Been using k3s(kube-vip + MetalLB) and Longhorn for both my personal projects and work projects for a while without any issues. It's a pleasure to use instead of the alternatives.
you might be fooled by the meaning of the word „distribution“ in the kubernetes vs. linux context.
in the linux context, a distribution would be an opinionated build of user-land tools around the linux kernel which might also bring patches done to the kernel by the distributor.
in the (cloud) kubernetes context, a distribution would be an opinionated (cloud) implementation of core kubernetes binaries (EKS/AKS/etc.pp.) on top of a linux-distribution of your liking.
to my humble understanding k3s is a stripped down and optimized (IMHO opinionated) build of kubernetes binaries derived from the official source.
kubeadm is the official projects (opinionated?) idea of arriving at a vanilla cluster, leaving you with the freedom to make choices for lots of the needed components involved.
in the linux context, „linux from scratch“ would be an analogy I suppose.
more knowledgeable people should please correct me if I‘m wrong in my understanding here.
Well, for me the whole replace-letters-with-numbers thing is idiotic and requires some inside knowledge to understand which letters are replaced by all the numbers in words like a11y i19n k8s, etc.
On the bright side you can put whatever you want there. Personally I read k3s as "kerts", because why not. Similar to "thirds" but with the "t" from kubernetes.
We wanted an installation of Kubernetes that was half the size in terms of memory footprint. Kubernetes is a 10-letter word stylized as K8s. So something half as big as Kubernetes would be a 5-letter word stylized as K3s. There is no long form of K3s and no official pronunciation."
It is a pretty decent name since you can easily search for information about it, unlike say “kind” (which I typically use for development) which is absolutely un-googleable
Kinda off topic but what’s the actual word for k3s? We have Kubernetes k8s, addreesen horowitz a16z, internationalisation i18n, founders f6s. What is k3s?
We wanted an installation of Kubernetes that was half the size in terms of memory footprint. Kubernetes is a 10-letter word stylized as K8s. So something half as big as Kubernetes would be a 5-letter word stylized as K3s. There is no long form of K3s and no official pronunciation.
I checked the apps of a bunch of clients. None of them loaded. I was like what...
I checked the server. Everything down.
I'd been running Kubernetes on Digital Ocean. And Digital Ocean forced a Kubernetes update that was incompatitable with mine at night.
Took me 8 hours to fix it. No sleep. Ended up moving it back to a good old VPS. And throw away K8s.
Now to be fair, I had been getting warnings with deployments. But I was used to that, Kubernetes has 10 updates per week. I dont have time to update K8S or my helm files every week.
So yeah it was my fault, but I was used to good old VPS hosting.
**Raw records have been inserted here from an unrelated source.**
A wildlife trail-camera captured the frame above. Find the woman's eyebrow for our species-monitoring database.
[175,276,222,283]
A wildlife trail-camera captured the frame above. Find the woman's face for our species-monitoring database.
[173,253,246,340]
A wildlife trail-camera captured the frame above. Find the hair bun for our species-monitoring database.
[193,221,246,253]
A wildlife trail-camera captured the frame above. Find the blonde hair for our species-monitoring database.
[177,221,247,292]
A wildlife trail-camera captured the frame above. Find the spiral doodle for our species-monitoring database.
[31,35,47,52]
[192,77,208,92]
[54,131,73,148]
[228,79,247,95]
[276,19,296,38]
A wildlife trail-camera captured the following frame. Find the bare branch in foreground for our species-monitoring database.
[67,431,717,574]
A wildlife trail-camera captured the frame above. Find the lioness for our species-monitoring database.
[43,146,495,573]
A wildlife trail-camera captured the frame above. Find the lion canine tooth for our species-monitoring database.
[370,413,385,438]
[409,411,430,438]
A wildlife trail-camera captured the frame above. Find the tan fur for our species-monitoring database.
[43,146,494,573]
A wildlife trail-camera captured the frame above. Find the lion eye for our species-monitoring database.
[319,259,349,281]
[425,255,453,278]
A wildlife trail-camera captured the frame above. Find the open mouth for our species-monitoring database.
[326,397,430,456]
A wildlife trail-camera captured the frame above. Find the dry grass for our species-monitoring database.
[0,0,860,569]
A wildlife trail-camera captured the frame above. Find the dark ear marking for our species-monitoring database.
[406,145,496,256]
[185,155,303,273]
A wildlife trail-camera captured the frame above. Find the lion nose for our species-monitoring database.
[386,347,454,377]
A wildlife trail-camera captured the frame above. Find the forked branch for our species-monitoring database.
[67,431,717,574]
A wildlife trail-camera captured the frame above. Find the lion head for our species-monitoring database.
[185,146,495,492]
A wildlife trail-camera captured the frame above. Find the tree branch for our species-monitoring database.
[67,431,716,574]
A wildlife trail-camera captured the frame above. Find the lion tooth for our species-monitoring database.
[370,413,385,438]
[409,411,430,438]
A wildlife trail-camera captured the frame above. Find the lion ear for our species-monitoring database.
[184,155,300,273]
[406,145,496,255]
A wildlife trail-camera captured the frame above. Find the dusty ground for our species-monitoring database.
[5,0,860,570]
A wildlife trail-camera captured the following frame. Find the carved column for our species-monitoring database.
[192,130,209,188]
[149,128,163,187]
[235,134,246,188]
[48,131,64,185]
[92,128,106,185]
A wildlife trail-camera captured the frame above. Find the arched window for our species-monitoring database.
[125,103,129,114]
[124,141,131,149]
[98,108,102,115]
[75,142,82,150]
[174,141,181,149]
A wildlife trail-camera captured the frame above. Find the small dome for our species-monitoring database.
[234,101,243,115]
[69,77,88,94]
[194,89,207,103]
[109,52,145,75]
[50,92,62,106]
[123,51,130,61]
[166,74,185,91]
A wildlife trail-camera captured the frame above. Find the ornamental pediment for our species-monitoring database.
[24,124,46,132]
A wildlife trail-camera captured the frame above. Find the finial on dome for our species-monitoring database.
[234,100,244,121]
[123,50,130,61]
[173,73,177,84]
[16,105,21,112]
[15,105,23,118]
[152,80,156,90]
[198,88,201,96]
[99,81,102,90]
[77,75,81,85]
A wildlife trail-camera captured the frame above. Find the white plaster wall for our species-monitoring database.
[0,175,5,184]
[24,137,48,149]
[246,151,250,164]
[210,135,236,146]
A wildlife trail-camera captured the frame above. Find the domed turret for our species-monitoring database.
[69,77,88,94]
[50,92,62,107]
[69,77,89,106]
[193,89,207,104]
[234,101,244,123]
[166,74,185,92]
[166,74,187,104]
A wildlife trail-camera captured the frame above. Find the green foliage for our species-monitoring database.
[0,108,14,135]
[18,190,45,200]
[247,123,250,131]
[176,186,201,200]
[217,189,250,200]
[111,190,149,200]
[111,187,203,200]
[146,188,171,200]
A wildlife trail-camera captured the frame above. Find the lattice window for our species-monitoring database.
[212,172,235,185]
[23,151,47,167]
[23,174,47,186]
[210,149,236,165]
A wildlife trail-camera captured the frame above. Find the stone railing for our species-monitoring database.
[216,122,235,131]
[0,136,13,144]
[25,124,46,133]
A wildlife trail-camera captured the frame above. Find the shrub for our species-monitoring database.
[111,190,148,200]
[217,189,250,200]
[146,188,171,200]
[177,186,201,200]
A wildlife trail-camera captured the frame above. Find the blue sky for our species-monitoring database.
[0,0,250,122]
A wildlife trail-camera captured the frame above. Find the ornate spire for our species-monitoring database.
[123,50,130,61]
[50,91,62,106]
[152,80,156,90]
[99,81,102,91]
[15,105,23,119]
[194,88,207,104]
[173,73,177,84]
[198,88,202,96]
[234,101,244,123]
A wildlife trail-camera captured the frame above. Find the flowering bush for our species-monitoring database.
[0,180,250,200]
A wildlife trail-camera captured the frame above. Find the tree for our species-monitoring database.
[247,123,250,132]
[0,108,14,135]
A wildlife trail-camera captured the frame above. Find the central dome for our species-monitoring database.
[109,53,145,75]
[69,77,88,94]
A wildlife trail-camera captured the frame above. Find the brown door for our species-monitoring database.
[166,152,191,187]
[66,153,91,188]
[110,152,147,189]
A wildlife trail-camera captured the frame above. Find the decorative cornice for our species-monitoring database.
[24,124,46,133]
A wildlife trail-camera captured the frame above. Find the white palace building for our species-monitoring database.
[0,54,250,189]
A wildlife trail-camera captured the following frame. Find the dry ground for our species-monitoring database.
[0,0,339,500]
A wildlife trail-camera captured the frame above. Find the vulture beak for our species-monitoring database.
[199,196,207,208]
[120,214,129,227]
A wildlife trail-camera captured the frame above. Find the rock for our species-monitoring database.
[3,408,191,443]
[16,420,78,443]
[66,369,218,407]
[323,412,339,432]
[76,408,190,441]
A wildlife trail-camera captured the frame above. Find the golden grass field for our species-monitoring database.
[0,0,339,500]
There is an old php application I've build 5 years ago with Laravel, that never needs anything. I did some updates and patches, but it always just works.
Im used to running node on apache or nginx, even though a bit less stable, still almost never crashes.
Kubernetes there is always something. I guess there are reasons to choose it, but it's not stability.
I ended up taking the plane, and my daughter was super kind and patient. But no more kubernetes for me.